The following should not be news to you, but it’s sometimes easy to forget: Your customers aren’t just lines in a spreadsheet or records in your CRM system. They are people. And if you want to develop long-lasting relationships with these people, you need to connect with them. Specifically, you need to touch them at three key body parts. (Don’t worry, this won’t be awkward at all.)
Hands. With four long fingers and nifty opposable thumbs, our hands help us do things. Your customers have things that they’re trying to do when they do business with you, like fixing a chipped tooth, looking for a dress for a friend’s wedding, or planning a trip to Italy. You might call these goals, tasks, or jobs to be done. By developing useful products and services and getting them into your customers’ hands, you’re helping customers do the things they need and want to do.

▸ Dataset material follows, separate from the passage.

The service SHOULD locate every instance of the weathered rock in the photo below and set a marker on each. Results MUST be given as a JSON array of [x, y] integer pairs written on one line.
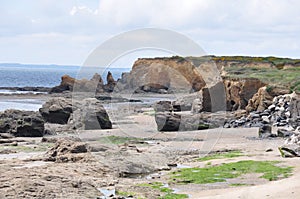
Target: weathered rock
[[265, 131], [284, 133], [162, 106], [111, 83], [170, 74], [260, 101], [22, 123], [57, 110], [167, 121], [66, 150], [95, 84], [90, 114], [66, 84], [240, 91]]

Head. The head is the seat of our cognitive faculties and information processing functions like perception, recognition, and memory recall. It’s your customers’ heads that help them navigate health insurance websites, fill out mortgage applications, and connect their new cable boxes. Your products and services (and the experience that envelops them) shouldn’t make your customers’ heads hurt. Just like the office supplies retailer Staples, you need to aim to make every single interaction easy for your customers. (Unless, of course, you’re a game developer, in which case being difficult is sometimes the point.)
Heart. The heart is our metaphorical emotional core. It’s impossible to disconnect your customers’ emotional needs from their functional needs. This is obvious when your customers are buying a new car or giving birth to their first son — but it’s equally true when they’re ordering a coffee or joining a gym. And don’t forget that we bring our emotions with us when we go to work, so B2B companies are not off the hook in this area! You need to understand your customers’ underlying emotional drivers (both on the aggregate and individual levels) and make sure that your customer experience is aligned appropriately.
Lots of companies are talking about “humanizing the customer experience.” At its essence, this means remembering that your customers are human. Keep the three H’s of customer anatomy with you as you’re working today and ask: Will this decision or action connect us with our customers’ hands, heads, and hearts?